Stats show county ambulances faster than all except Delaware
State Department of Health statistics for 2018 show that Blair County ambulances — including AMED, which handles 80 percent or more of the calls — arrive at emergency scenes after being dispatched faster than those in any other county except Delaware, said AMED Executive Director Gary Watters on Monday.
The median response time in Blair is 6.22 minutes, compared to Delaware County’s 6.00 minutes, according a chart in the Health Department’s Year End EMS Data Report.
Lackawanna County is next at 6.62 minutes, while Sullivan County is slowest at 24 minutes.
Blair County is also second in average response time at 7.65 minutes to Delaware County’s 6.71 minutes.
The median time is the time listed in the middle for all a company’s response times — with an equal number of faster and slower times.
The average is the time resulting from the addition of all times divided by the number of entries.
The Health Department clearly gives precedence to the median times, using them, rather than the average times, in a graphical map within the report.
Using the median eliminates the skewing of results based on outliers — particularly large response times for distant outlying areas.
For AMED, those longer response times can be 15 to 18 minutes, on trips from the Tyrone substation to Franklin Township in Huntingdon County, from the Roaring Spring substation to Claysburg and from the Tyrone and Bellwood substations to Reade Township and Irvona, Watters said.
Reflective of those long distances is AMED’s 90th percentile response time — the time within which 90 percent of calls are answered.
It’s 13.48 minutes, also second to Delaware County’s, which is 10 minutes.
The key to good response times is not driving fast, but getting out the door quickly, Watters told the board.
“Our goal it to be out within a minute,” Watters said after the meeting.

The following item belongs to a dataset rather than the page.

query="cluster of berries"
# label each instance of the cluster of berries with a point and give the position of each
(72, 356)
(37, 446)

AMED crews are generally “very close” to ideal, he said.
The key in turn to getting out the door quickly — a good “chute time” — is readiness, he said.
It’s “stressed daily,” he said.
Being ready requires that all equipment, including what was used in the most recent run, is back in service before the next alarm sounds, he said.
All the equipment needed for any run is already on the ambulances, he said.
There were 2.1 million ambulance calls in the state last year, according to Watters.
AMED handled 18,009 of those, he said.
The county as a whole handled 19,784, which means AMED was responsible for 91 percent, according to the state chart.
The calls from some other county ambulance services may have been undercounted, however, Watters said.